Wollte man hier KANT beim Wort nehmen, so würde in der Tat ein direkter Widersinn herauskommen. Eine Form, welche meinem Geist angehört und nur in ihm besteht, soll Form des Objekts sein, welches doch eben als Objekt mir gegenüber stehen und außerhalb von mir sein müßte (§ 5)! Das wäre ja ganz so, als wenn ich sagen wollte: "Der Rock, den ich anhabe, befindet sich im gegenüberliegenden Haus."

Indessen findet man bei näherer Betrachtung, daß hier die Abstrusität doch mehr im Wort liegt. Es ist ja doch eben falsch, daß die Erscheinung ein (realistisches) Objekt ist; sie ist nur das, was wir subjektive Vorstellung genannt haben, und kann darum sehr wohl in den apriorischen Formen des Subjekts erscheinen.

Die Ansicht von den apriorischen Formen des Objekts berührt sich mit dem durch die OdsV hervorgebrachten "unmittelbaren Erkennen". Auch bei diesem liegt ja der Fehler hauptsächlich bloß im Wort"Erkennen", denn wenn das sogenannte "Erkannte" in Wahrheit nur die subjektive Vorstellung ist, so ist diese ja in der Tat "im Subjekt" und diesem "unmittelbar". In beiden Ansichten ist es also nur die Bezeichung der subjektiven Vorstellung als "Objekt" oder als "Erkanntes, welche als Fehler erscheint.

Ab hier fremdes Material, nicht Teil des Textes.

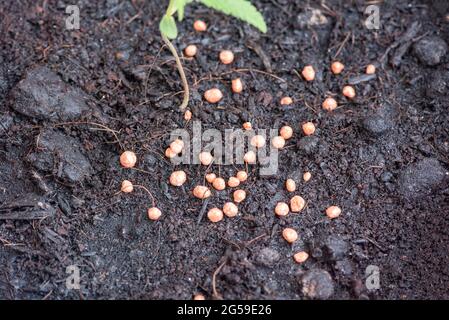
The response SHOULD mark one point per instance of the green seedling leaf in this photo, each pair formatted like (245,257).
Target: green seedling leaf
(168,28)
(241,9)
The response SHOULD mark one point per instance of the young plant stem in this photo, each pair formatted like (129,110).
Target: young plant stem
(185,100)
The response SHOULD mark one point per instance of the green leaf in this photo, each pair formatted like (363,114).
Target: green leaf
(241,9)
(180,4)
(168,28)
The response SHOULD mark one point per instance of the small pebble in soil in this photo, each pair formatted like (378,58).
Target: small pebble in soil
(190,50)
(127,186)
(219,184)
(239,195)
(250,157)
(226,56)
(297,203)
(430,50)
(333,212)
(169,153)
(199,26)
(199,296)
(343,267)
(210,177)
(438,85)
(300,257)
(154,213)
(329,104)
(43,95)
(178,178)
(286,132)
(337,67)
(237,85)
(349,92)
(421,178)
(128,159)
(233,182)
(290,235)
(308,144)
(215,215)
(308,128)
(286,101)
(278,142)
(242,176)
(230,209)
(258,141)
(290,185)
(187,115)
(201,192)
(317,284)
(56,149)
(308,73)
(306,176)
(247,126)
(267,257)
(281,209)
(370,69)
(213,95)
(176,146)
(205,158)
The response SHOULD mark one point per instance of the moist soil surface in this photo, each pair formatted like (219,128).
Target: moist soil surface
(71,101)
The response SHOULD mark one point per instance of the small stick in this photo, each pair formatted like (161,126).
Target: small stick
(214,280)
(185,100)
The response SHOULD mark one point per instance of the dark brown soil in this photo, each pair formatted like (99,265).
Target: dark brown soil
(383,158)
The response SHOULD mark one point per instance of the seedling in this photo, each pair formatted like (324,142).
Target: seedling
(241,9)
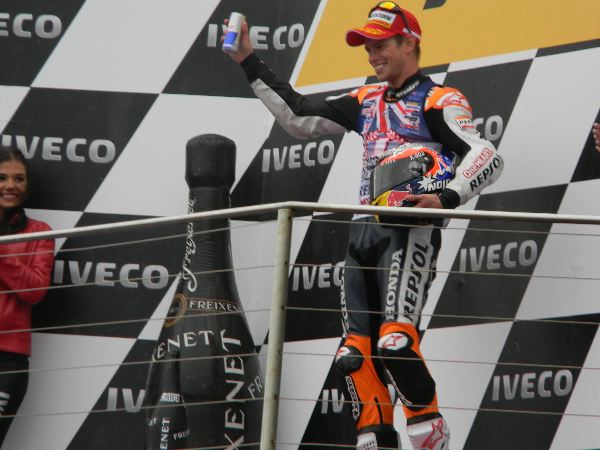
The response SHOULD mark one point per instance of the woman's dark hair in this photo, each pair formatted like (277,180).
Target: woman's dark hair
(15,219)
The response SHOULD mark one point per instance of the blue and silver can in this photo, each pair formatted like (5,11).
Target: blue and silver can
(234,30)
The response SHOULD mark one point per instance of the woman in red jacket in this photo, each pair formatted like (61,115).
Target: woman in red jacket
(25,271)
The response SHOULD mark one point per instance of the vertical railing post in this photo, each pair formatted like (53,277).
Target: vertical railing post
(268,434)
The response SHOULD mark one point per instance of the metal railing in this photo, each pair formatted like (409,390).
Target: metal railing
(285,214)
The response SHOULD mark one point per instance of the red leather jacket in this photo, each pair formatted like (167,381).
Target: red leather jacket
(27,266)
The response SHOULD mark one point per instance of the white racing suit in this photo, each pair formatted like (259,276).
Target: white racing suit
(384,347)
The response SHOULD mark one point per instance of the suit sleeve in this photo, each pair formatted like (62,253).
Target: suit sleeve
(449,117)
(301,116)
(29,275)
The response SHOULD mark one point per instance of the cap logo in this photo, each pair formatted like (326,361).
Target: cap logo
(385,18)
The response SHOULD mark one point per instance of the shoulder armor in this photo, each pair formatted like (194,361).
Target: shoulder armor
(440,97)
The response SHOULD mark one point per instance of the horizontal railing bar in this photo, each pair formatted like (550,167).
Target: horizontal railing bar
(308,207)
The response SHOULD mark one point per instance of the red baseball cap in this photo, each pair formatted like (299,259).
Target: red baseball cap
(385,20)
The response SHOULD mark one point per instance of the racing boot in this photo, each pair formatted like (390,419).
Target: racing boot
(428,434)
(377,440)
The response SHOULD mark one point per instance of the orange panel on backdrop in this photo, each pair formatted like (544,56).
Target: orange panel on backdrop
(458,30)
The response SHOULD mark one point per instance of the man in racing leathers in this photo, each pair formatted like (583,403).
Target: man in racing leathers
(409,107)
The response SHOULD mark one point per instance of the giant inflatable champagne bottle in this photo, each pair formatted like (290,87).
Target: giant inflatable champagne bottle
(204,386)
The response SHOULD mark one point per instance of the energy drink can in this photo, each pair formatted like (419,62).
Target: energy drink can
(234,30)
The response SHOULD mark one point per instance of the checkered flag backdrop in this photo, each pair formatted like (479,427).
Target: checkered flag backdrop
(102,95)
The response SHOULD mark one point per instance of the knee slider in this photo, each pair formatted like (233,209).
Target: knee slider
(348,359)
(408,371)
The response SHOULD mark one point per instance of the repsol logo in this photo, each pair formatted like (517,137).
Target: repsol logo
(264,38)
(493,127)
(297,156)
(436,185)
(485,173)
(498,256)
(110,274)
(478,163)
(390,298)
(26,25)
(321,277)
(531,385)
(78,150)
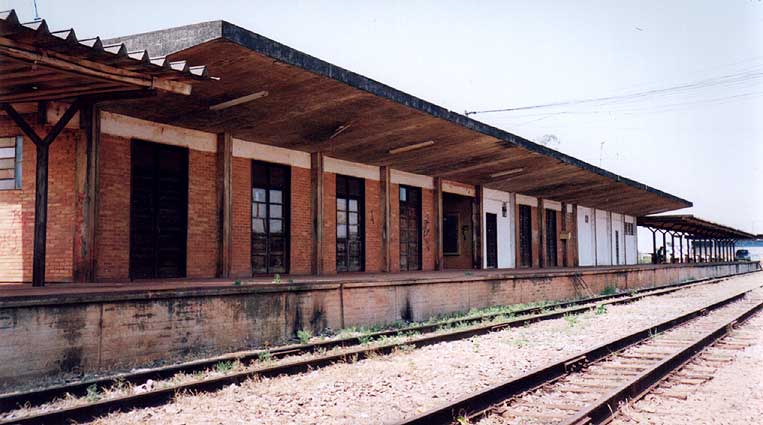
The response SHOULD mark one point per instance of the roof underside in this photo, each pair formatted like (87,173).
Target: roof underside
(38,64)
(312,106)
(693,226)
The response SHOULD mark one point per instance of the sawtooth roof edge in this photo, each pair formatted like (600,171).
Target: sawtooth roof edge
(294,57)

Daher treten die "apriorischen Formen des Objekts" auch gemeinsam mit dem "unmittelbaren Erkennen" auf, wie folgende Stelle beweist:
    "Nehmen wir sie (Begriffe a priori) aus uns selbst, so kann das, was bloß in uns ist, die Beschaffenheit eines von uns unterschiedenen Gegenstandes nicht bestimmen." Aber die "Erscheinungen machen einen Gegenstand aus, der bloß in uns ist, weil eine bloße Modifikation unserer Sinnlichkeit außerhalb von uns gar nicht angetroffen wird." (Kritik der reinen Vernunft, Ausgabe A, Deduktion der reinen Verstandesbegriffe, Abschnitt 3, Summarische Vorstellung).
Hier schließt sich eine längere Reihe von Stellen an, die die apriorische Form des Objekts aussprechen:
    "Unsere Erörterung lehrt die Realität (d. h. objektive Gültigkeit) des Raums in Anbetracht all dessen, was äußerlich als Gegenstand uns vorkommen kann" (Ästh. § 3, drittletzter Absatz). "Die Zeit ist nur von objektiver Gültigkeit in Anbetracht der Erscheinungen" (Ästh. § 6c). "Alle Dinge, als Erscheinungen (Gegenstände der sinnlichen Anschauung) sind in der Zeit" (ebd.). "Form der Anschauung des Gegenstandes welche - im Subjekt - gesucht werden muß, gleichwohl aber der Erscheinung zukommt" (Ästh. § 7, Absatz 2). "objektiv gültige Anschauung a priori" (§ 7, Absatz 3 Ende). "subjektive Bedingungen des Denkens sollten objektive Gültigkeit haben" (Transzendente Analytik, § 13, vorletzter Absatz).

III. Korrektur der OdsV,
Wandlung des Objektbegriffs.

§ 43. Bisher haben wir die OdsV bei KANT der Form nach nachgewiesen, ohne zu fragen, ob der Fehler sich auch dem Inhalt nach an den zitierten und ähnlichen Stellen findet. Wir wissen, daß dies noch zweifelhaft ist, da bei KANT eine Verschiebung der Begriffe stattfindet, mittels deren die Worte "Unsere Vorstellungen sind unsere Objekte" einen richtigen, fehlerfreien Sinn bekommen.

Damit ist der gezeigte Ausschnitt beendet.